A fundamental constant in chemistry, Avogadro's number \(6.022 \times 10^{23}\) represents the number of constituent particles, usually atoms or molecules, in one mole of a substance.

• It facilitates the conversion between atomic mass units and grams.
• Allows chemists to scale experiences at the molecular level to quantities measurable in the laboratory.

In calculations like those for penicillin G, Avogadro's number provides the essential link to determine a molecule's weight on a macroscopic scale, which is crucial for practical applications in chemistry and pharmacology.

Hemoglobin

Hemoglobin is an essential protein in red blood cells, responsible for transporting oxygen throughout the body.

• It consists of four iron atoms per molecule, enabling it to bind oxygen effectively.
• Understanding its molar mass involves calculating the mass of the iron content as a percentage of the total mass.

In the exercise, the problem illustrates the relationship between the mass of iron and the total molar mass of hemoglobin. The given \(0.340\%\) iron by mass helps in calculating the total molar mass, revealing insights into its complex structure.

Percentage Composition

Percentage composition provides insights into the proportion of each element within a compound. It is calculated by determining the mass percentage of each constituent element relative to the total molar mass.

• Helps in determining the formula of compounds.
• Essential for understanding properties and reactions of compounds.

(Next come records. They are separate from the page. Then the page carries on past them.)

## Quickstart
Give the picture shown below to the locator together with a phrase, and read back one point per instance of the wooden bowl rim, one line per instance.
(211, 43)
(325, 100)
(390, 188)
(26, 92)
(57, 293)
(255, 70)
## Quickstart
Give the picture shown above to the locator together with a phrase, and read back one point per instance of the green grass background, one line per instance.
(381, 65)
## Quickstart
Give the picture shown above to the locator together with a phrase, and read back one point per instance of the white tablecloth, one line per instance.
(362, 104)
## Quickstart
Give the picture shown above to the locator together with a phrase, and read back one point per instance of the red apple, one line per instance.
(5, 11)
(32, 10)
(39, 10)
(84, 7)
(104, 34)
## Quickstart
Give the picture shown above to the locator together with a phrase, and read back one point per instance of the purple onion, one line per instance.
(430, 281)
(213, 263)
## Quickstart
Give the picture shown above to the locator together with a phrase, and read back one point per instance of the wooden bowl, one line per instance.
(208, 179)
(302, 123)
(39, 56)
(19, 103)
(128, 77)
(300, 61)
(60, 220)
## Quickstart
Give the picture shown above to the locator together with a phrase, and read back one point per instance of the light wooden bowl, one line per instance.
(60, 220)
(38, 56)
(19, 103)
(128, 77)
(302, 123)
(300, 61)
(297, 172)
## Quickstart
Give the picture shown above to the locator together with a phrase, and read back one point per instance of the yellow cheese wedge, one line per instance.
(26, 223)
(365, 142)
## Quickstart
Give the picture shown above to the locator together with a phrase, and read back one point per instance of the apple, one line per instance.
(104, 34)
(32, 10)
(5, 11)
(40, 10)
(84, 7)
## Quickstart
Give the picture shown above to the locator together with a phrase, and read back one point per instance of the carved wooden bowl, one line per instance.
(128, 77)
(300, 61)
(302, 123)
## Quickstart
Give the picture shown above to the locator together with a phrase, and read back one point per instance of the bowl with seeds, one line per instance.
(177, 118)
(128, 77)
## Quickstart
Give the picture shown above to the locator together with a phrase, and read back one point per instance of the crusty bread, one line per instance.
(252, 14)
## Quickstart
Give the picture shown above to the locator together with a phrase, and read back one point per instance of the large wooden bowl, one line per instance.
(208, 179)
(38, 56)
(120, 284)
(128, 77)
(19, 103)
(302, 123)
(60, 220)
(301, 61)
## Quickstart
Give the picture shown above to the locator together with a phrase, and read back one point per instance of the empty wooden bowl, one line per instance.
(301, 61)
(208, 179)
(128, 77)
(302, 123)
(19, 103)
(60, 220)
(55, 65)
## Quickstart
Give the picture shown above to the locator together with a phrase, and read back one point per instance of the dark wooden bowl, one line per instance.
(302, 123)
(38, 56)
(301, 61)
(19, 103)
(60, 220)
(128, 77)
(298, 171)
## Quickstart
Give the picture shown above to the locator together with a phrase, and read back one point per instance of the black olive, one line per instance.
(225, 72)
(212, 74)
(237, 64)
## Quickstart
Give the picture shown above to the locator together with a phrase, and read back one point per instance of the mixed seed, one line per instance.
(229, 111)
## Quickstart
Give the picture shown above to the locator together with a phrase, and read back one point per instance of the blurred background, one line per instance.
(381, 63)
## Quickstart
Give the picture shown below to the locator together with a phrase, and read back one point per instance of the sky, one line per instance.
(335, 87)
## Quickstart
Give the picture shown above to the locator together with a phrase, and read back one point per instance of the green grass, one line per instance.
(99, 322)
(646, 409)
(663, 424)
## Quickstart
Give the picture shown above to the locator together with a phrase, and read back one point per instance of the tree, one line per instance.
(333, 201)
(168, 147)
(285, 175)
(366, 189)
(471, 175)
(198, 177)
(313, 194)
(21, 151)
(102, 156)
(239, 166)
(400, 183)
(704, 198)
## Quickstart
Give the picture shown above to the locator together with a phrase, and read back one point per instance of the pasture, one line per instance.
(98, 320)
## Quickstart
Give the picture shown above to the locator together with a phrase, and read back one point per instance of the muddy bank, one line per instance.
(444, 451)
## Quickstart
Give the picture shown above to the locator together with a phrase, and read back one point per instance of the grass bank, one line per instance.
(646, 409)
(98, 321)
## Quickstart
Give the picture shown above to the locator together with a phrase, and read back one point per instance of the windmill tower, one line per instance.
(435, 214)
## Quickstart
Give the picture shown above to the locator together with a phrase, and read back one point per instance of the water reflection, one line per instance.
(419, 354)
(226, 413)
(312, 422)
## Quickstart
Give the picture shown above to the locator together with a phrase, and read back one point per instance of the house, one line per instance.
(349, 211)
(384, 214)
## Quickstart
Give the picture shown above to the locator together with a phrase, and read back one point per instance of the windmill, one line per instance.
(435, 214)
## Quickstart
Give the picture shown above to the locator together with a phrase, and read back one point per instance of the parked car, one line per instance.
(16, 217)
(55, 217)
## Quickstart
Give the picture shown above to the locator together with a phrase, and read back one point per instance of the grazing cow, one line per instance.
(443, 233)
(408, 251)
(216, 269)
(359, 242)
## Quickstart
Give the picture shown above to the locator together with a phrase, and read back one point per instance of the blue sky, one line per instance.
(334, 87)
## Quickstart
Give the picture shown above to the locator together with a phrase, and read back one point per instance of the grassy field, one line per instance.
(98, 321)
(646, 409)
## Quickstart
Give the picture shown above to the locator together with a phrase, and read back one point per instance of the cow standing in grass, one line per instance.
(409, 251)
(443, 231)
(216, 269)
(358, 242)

In the context of hemoglobin, the percentage composition of iron becomes a crucial factor in estimating its overall molar mass, providing a simple method for chemists to quantify and analyze substances. By using the formula mass ratio, the percentage composition sheds light on the concentration of elements within a compound, essential for reactions and applied chemistry.